Lightly sand the rosewood with 150-grit sandpaper. Wipe off the dust with a tack cloth.
Create a homemade stain by mixing together 1 part black leather dye with 4 parts tung oil in a bucket. If you’d prefer to have a darker stain, add more dye.
Cover plastic, metal or any parts of the piece that you don’t want to dye with masking tape. Make sure it’s securely fixed in place and that there are no open gaps.
This will prevent the stain from causing unwanted coloring to these areas.
Dip a rag into the stain mixture, blot it onto the rosewood, and rub it in. Let it soak for five minutes, and then wipe off the excess stain with a clean, dry rag.
If the shade is lighter than you wanted when it dries, continue adding more layers using the same application method.
Brush a thin layer of black leather dye over the top of the stained wood with a soft bristled paintbrush if you want the rosewood to resemble ebony. Don't wipe away the exces,s as the purpose is to make the wood as dark as possible.
Wait for it to dry.
Wipe a thin layer of tung oil over the top with a rag and wait for it to dry. This will provide a protective coating to prevent the dye from wearing off.
Sand down the rosewood with 600-grit sandpaper and then wipe away the dust with a tack cloth. This will smooth out any blotches of stain or oil.

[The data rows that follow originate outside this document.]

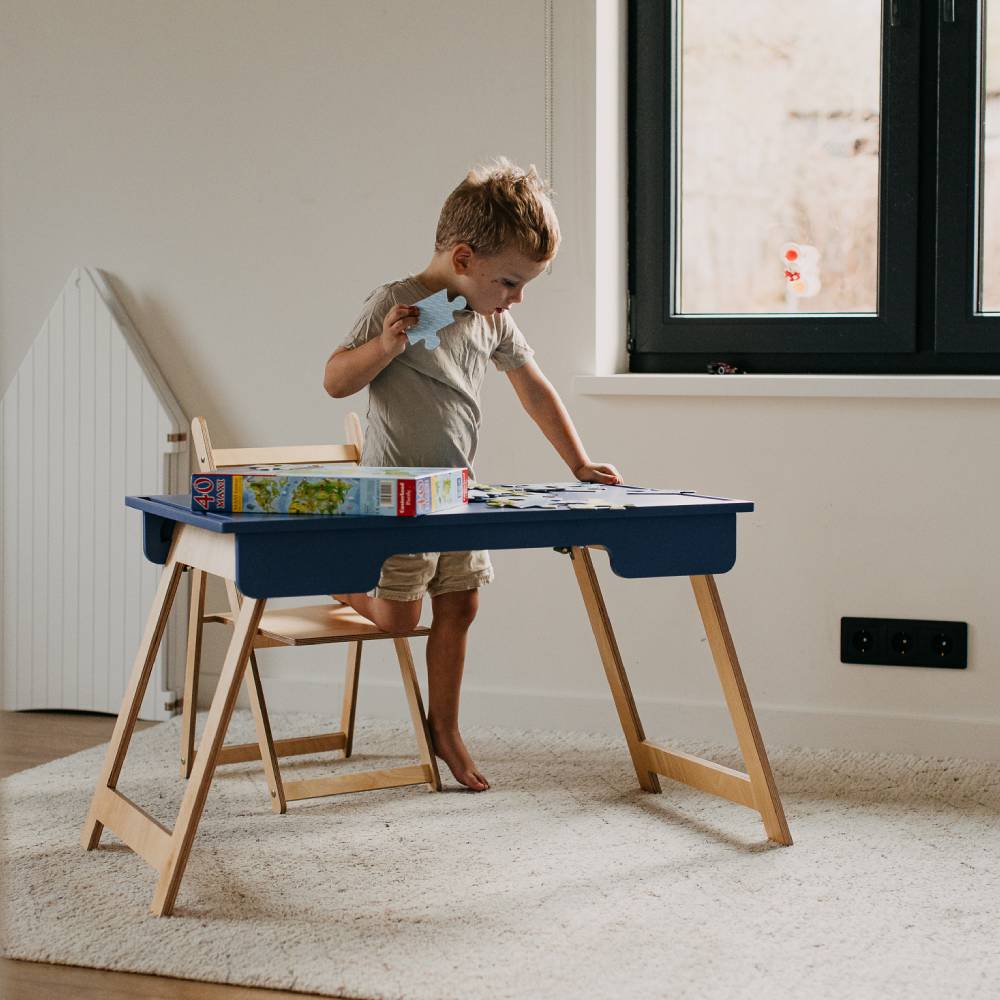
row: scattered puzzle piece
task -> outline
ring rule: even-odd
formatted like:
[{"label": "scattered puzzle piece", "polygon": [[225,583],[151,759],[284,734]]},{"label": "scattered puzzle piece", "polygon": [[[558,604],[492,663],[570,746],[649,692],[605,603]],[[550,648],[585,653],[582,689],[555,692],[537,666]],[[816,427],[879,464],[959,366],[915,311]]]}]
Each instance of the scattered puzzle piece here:
[{"label": "scattered puzzle piece", "polygon": [[489,489],[519,490],[524,493],[594,493],[601,487],[594,483],[499,483]]},{"label": "scattered puzzle piece", "polygon": [[634,507],[634,503],[601,503],[600,500],[588,500],[586,503],[570,503],[567,506],[571,510],[625,510],[626,507]]},{"label": "scattered puzzle piece", "polygon": [[487,486],[484,483],[469,485],[469,503],[481,503],[484,500],[495,500],[497,497],[527,497],[522,490],[509,486]]},{"label": "scattered puzzle piece", "polygon": [[[614,490],[614,492],[610,492]],[[610,492],[610,495],[609,495]],[[676,495],[690,493],[689,490],[658,490],[645,486],[600,486],[594,483],[470,483],[469,503],[485,503],[488,507],[512,507],[540,510],[625,510],[635,507],[634,503],[618,501],[625,494]],[[556,496],[557,493],[571,494]],[[598,497],[580,497],[572,494],[603,494]]]},{"label": "scattered puzzle piece", "polygon": [[[464,302],[465,305],[461,306],[459,302]],[[460,309],[469,308],[468,300],[461,295],[456,295],[449,302],[446,288],[413,304],[420,310],[420,318],[406,331],[406,338],[411,344],[422,340],[424,347],[429,351],[433,351],[441,343],[441,338],[437,335],[438,330],[451,326],[455,322],[454,314]]]},{"label": "scattered puzzle piece", "polygon": [[469,483],[469,500],[472,502],[499,496],[530,497],[538,494],[546,496],[551,493],[598,493],[600,490],[600,486],[588,483],[528,483],[526,485]]}]

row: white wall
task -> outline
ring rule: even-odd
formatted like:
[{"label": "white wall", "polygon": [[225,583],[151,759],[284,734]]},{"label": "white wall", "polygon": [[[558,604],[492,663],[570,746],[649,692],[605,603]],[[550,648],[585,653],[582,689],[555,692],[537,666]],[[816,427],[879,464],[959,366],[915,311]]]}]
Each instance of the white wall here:
[{"label": "white wall", "polygon": [[[91,264],[217,444],[339,439],[364,397],[327,398],[323,362],[368,290],[426,263],[472,162],[544,163],[540,0],[4,11],[4,386],[70,269]],[[591,456],[627,481],[756,501],[719,584],[766,740],[1000,759],[994,402],[574,393],[575,375],[623,357],[618,15],[555,4],[564,245],[518,315],[539,363]],[[500,375],[484,410],[480,478],[566,475]],[[566,557],[494,562],[466,720],[613,730]],[[686,581],[620,580],[597,562],[647,731],[730,740]],[[969,669],[841,664],[845,614],[968,621]],[[217,640],[206,655],[220,662]],[[261,659],[274,707],[337,714],[339,652]],[[403,717],[385,653],[365,677],[360,711]]]}]

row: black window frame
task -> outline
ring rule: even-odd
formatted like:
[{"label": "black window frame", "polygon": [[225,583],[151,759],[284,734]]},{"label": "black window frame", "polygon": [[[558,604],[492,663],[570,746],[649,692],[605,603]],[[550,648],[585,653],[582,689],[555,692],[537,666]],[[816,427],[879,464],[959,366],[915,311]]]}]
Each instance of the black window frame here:
[{"label": "black window frame", "polygon": [[877,315],[715,317],[672,307],[679,0],[630,0],[629,371],[1000,373],[1000,315],[973,308],[984,2],[883,0]]}]

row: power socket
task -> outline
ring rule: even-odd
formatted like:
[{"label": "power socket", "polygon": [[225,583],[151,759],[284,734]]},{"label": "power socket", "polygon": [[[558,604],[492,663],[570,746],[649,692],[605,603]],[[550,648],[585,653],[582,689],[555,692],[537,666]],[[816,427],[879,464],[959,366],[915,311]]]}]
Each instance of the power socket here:
[{"label": "power socket", "polygon": [[968,665],[968,636],[966,622],[841,618],[840,661],[964,670]]}]

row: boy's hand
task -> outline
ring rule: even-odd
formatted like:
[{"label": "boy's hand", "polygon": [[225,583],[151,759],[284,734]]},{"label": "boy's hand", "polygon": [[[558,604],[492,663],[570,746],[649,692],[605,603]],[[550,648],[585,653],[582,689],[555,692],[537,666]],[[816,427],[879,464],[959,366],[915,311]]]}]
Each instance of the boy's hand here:
[{"label": "boy's hand", "polygon": [[394,358],[406,350],[406,331],[417,325],[420,310],[416,306],[393,306],[382,321],[382,350]]},{"label": "boy's hand", "polygon": [[583,483],[603,483],[605,486],[621,486],[622,477],[613,465],[598,462],[584,462],[573,470],[573,475]]}]

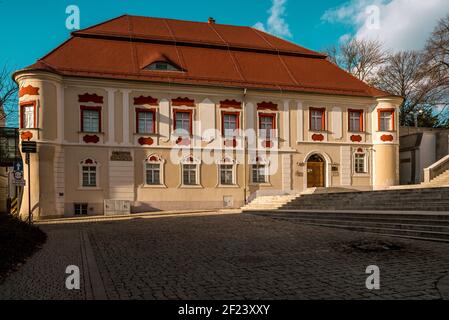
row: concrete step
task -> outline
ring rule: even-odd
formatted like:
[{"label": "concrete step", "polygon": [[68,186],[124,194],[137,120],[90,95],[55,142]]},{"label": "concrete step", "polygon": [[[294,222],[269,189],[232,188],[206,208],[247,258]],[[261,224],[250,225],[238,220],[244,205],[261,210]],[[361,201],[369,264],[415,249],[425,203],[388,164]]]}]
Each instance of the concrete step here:
[{"label": "concrete step", "polygon": [[359,231],[359,232],[369,232],[376,233],[385,236],[393,236],[393,237],[402,237],[402,238],[412,238],[419,240],[427,240],[427,241],[444,241],[449,242],[449,233],[443,232],[432,232],[432,231],[416,231],[416,230],[408,230],[408,229],[389,229],[389,228],[375,228],[375,227],[366,227],[366,226],[349,226],[349,225],[327,225],[327,224],[315,224],[315,223],[304,223],[307,225],[314,225],[319,227],[328,227],[328,228],[340,228],[351,231]]},{"label": "concrete step", "polygon": [[[276,218],[280,220],[291,220],[288,218]],[[422,221],[426,224],[411,224],[411,223],[401,223],[401,222],[372,222],[372,221],[349,221],[349,220],[328,220],[328,219],[312,219],[312,218],[296,218],[295,221],[301,221],[304,223],[313,224],[325,224],[325,225],[335,225],[335,226],[358,226],[366,228],[382,228],[382,229],[394,229],[394,230],[411,230],[411,231],[432,231],[446,233],[449,235],[449,224],[446,226],[441,226],[438,224],[431,224],[428,221]],[[419,222],[419,221],[418,221]]]},{"label": "concrete step", "polygon": [[253,214],[305,225],[449,242],[449,213],[254,211]]},{"label": "concrete step", "polygon": [[416,221],[427,221],[430,223],[448,223],[449,212],[446,213],[391,213],[391,212],[350,212],[350,211],[325,211],[325,212],[313,212],[313,211],[254,211],[253,213],[258,215],[265,215],[270,217],[281,218],[314,218],[314,219],[354,219],[361,221],[401,221],[410,222],[412,224]]}]

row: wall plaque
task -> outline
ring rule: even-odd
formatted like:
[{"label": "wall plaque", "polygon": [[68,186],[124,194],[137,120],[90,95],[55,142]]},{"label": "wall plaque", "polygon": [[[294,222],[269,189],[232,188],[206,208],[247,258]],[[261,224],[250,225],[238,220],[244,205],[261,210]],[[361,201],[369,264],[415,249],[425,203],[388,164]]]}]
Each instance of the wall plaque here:
[{"label": "wall plaque", "polygon": [[131,152],[113,151],[111,161],[133,161],[133,157],[131,156]]}]

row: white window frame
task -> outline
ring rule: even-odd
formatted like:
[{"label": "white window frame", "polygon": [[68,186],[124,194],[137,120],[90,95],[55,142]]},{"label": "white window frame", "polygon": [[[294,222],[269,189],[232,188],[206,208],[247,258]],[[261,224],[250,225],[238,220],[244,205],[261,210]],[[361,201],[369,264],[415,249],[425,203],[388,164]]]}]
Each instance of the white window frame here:
[{"label": "white window frame", "polygon": [[[195,166],[195,182],[196,184],[184,184],[184,165]],[[181,188],[202,188],[201,185],[201,161],[193,156],[186,156],[180,163],[180,187]]]},{"label": "white window frame", "polygon": [[[29,111],[27,111],[31,109],[31,125],[28,123],[27,119],[28,119],[28,115],[29,115]],[[22,106],[22,110],[23,114],[22,116],[22,121],[23,121],[23,127],[21,129],[35,129],[36,128],[36,124],[34,123],[36,120],[36,104],[24,104]]]},{"label": "white window frame", "polygon": [[[147,164],[159,165],[159,184],[147,183]],[[143,161],[143,185],[144,188],[166,188],[165,185],[165,160],[158,154],[151,154]]]},{"label": "white window frame", "polygon": [[[92,161],[92,163],[87,163],[87,161]],[[95,186],[84,186],[83,185],[83,175],[84,175],[84,167],[95,167]],[[94,158],[86,158],[79,163],[79,189],[80,190],[100,190],[100,164]]]},{"label": "white window frame", "polygon": [[[238,187],[237,184],[237,162],[231,156],[225,156],[223,159],[217,161],[217,187],[219,188],[233,188]],[[221,166],[232,166],[232,184],[221,183]]]},{"label": "white window frame", "polygon": [[[362,155],[363,159],[364,159],[364,163],[363,163],[364,171],[363,172],[357,172],[357,170],[356,170],[358,155]],[[353,155],[352,155],[352,173],[353,173],[353,175],[354,176],[369,176],[369,174],[370,174],[369,169],[370,169],[370,167],[369,167],[368,152],[366,150],[364,150],[363,152],[359,152],[359,151],[353,152]]]},{"label": "white window frame", "polygon": [[[265,182],[255,182],[254,181],[254,175],[253,175],[253,166],[264,166],[265,167]],[[257,157],[256,159],[254,159],[253,161],[251,161],[250,163],[250,185],[257,185],[257,186],[261,186],[261,185],[266,185],[269,186],[271,185],[271,177],[270,177],[270,162],[265,159],[265,158],[261,158],[261,157]]]},{"label": "white window frame", "polygon": [[[353,114],[357,114],[358,116],[354,117]],[[349,132],[360,133],[363,132],[363,128],[361,128],[360,124],[363,121],[362,119],[363,113],[361,111],[349,111]],[[358,130],[355,130],[353,125],[356,125]]]}]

Apply a thin layer of polyurethane varnish with a soft-bristled paintbrush to further protect the rosewood. Use light brush strokes to prevent air bubbles from forming.
Things You Will Need
- 150-grit sandpaper
- Tack cloth
- Black leather dye
- Tung oil
- Masking tape
- Soft-bristled paintbrush
- 600-grit sandpaper
- Polyurethane varnish
- Steel wool pad
- Antique refinisher (optional)
- If you want to restain rosewood, remove the old finish first. Scrub it with a steel wool pad that's been soaked in antique refinisher. Once the finish has been removed, smooth it down with 150-grit sandpaper.